In 1874, Robert Louis Stevenson and his father, inscribed their initials and a symbol of the rising sun into a tree in the corner of the garden surrounding Swanston Cottage:
In our garden, Mossgrove, Bridge of Allan, I have also inscribed words and symbols on the trunks of old trees [such inscriptions have aquired a technical name – arborglyphs].

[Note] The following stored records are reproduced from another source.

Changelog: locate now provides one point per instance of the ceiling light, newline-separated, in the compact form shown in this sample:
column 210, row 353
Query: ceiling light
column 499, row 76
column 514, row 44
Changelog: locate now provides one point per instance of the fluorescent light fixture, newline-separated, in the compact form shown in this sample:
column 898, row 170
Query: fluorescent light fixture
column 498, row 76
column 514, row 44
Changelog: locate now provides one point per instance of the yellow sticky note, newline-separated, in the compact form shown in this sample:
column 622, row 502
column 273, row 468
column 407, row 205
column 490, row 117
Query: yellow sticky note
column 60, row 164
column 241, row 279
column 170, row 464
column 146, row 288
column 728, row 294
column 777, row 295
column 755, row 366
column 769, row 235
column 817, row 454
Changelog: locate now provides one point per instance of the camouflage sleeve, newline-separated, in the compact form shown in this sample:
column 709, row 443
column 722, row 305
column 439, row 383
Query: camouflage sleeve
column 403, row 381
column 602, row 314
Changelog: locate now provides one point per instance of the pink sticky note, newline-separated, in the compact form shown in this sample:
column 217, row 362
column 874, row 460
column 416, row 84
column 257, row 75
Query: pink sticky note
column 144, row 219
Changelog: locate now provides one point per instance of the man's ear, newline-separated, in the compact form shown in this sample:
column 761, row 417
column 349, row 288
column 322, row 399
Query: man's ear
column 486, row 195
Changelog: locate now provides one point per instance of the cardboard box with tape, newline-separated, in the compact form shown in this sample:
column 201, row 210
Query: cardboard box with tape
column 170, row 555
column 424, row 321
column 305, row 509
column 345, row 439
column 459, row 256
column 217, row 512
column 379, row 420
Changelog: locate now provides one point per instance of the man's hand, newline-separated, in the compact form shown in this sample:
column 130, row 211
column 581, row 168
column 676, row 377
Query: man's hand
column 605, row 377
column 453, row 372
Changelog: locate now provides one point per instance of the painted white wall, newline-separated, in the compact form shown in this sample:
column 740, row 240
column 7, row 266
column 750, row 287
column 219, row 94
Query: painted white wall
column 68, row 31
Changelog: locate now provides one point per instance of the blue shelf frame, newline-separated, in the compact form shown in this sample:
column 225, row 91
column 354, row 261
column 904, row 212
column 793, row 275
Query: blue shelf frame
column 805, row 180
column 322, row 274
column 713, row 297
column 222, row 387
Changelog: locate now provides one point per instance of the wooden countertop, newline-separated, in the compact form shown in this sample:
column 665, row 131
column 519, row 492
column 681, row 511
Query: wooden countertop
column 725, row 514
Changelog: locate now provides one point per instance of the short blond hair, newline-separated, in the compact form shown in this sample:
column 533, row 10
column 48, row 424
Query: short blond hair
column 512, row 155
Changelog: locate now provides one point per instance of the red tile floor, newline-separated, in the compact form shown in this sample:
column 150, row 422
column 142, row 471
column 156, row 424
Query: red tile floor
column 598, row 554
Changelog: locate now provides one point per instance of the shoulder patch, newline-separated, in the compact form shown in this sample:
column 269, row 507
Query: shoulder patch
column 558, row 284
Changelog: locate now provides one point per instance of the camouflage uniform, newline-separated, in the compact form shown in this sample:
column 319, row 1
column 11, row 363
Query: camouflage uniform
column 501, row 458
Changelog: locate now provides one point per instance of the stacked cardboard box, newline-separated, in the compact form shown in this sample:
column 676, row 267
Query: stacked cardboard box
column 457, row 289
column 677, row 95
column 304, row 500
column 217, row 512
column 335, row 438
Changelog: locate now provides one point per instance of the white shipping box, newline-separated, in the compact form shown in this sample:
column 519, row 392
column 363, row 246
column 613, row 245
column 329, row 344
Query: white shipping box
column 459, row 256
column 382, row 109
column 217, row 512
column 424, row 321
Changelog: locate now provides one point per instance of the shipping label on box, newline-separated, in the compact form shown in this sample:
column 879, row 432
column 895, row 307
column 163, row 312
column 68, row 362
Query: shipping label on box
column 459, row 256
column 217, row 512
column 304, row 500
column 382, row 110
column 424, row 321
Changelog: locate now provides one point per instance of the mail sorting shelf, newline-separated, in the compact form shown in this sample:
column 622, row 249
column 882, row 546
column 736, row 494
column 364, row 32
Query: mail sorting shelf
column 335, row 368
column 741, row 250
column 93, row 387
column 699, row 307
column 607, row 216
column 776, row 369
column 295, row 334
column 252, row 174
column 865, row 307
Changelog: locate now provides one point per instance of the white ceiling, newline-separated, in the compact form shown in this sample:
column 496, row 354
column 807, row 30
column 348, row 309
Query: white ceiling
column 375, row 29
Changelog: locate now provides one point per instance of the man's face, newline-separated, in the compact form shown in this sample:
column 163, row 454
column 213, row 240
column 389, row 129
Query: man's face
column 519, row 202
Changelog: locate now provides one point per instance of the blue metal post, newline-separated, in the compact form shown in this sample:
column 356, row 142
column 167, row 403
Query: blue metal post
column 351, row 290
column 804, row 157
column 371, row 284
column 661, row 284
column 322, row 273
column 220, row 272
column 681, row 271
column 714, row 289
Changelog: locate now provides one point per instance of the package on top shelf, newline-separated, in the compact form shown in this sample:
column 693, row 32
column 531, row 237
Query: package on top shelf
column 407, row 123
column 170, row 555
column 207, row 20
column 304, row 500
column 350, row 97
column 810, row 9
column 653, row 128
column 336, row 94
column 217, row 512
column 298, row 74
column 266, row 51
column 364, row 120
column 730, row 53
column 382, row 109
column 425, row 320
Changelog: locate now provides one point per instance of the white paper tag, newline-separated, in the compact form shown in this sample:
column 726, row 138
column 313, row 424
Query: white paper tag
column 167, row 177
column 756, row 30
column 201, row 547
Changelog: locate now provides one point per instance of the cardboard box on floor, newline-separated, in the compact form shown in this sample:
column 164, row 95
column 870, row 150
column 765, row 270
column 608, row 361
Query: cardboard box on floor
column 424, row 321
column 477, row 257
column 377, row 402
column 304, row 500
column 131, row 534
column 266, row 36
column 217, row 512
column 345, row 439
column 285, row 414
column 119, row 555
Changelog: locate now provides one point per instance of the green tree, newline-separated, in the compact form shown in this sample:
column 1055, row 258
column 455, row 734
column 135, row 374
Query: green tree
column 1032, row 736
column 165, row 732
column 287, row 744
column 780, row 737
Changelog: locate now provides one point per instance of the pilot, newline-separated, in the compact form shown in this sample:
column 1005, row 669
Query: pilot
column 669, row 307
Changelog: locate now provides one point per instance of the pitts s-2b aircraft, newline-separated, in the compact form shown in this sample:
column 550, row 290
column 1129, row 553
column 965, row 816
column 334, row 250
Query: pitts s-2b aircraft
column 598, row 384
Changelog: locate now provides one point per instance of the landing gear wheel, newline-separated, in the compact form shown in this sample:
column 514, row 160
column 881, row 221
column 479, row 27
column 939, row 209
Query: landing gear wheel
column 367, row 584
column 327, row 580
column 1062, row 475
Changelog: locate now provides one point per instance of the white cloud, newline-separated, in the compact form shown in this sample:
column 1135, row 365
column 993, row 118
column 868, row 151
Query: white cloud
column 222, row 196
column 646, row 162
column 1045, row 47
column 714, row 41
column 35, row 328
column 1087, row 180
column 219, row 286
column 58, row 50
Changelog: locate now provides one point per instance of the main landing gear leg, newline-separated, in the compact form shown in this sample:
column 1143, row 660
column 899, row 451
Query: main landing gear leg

Of all my arborglyphs, this is the most important one to me:
This arborglyph may seem like just numbers. It is infact the time that our son Andrew was born, 4.04am:
This arborglyph has not survived as we had the tree it was inscribed upon chopped down (the tree was too large for a small garden and we replaced it with a smaller one). Around the inscribed text – ‘It was done for itself alone’ – grew the Scottish rose ‘Janet B. Wood’ which came from the cutting that a patient of mine gave me (then an old lady, now long dead):
When our daughter Rachel was much smaller she helped me carve three cats into the trunk of one of our Holly trees:
This inscription records a fictional character. ‘LEN’ features in the novel ‘That Summer’. This book by Andrew Greig made me cry several times:
This ‘arborglyph’ is unlikely to last. Glenbardy is the remote place in Upper Deeside where I would like my ashes to be scattered. A few years ago I took a wooden heart that I had inscribed ‘PETER + SIAN’ and hid it deep in one of the collapsed gable walls of the auld fairmhoose of Glenbardy. Not a single story about Glenbardy has survived:
This film shows me taking the heart PETER + SIAN to Glenbardy, it’s final home:
To play this film please click here or on the image above.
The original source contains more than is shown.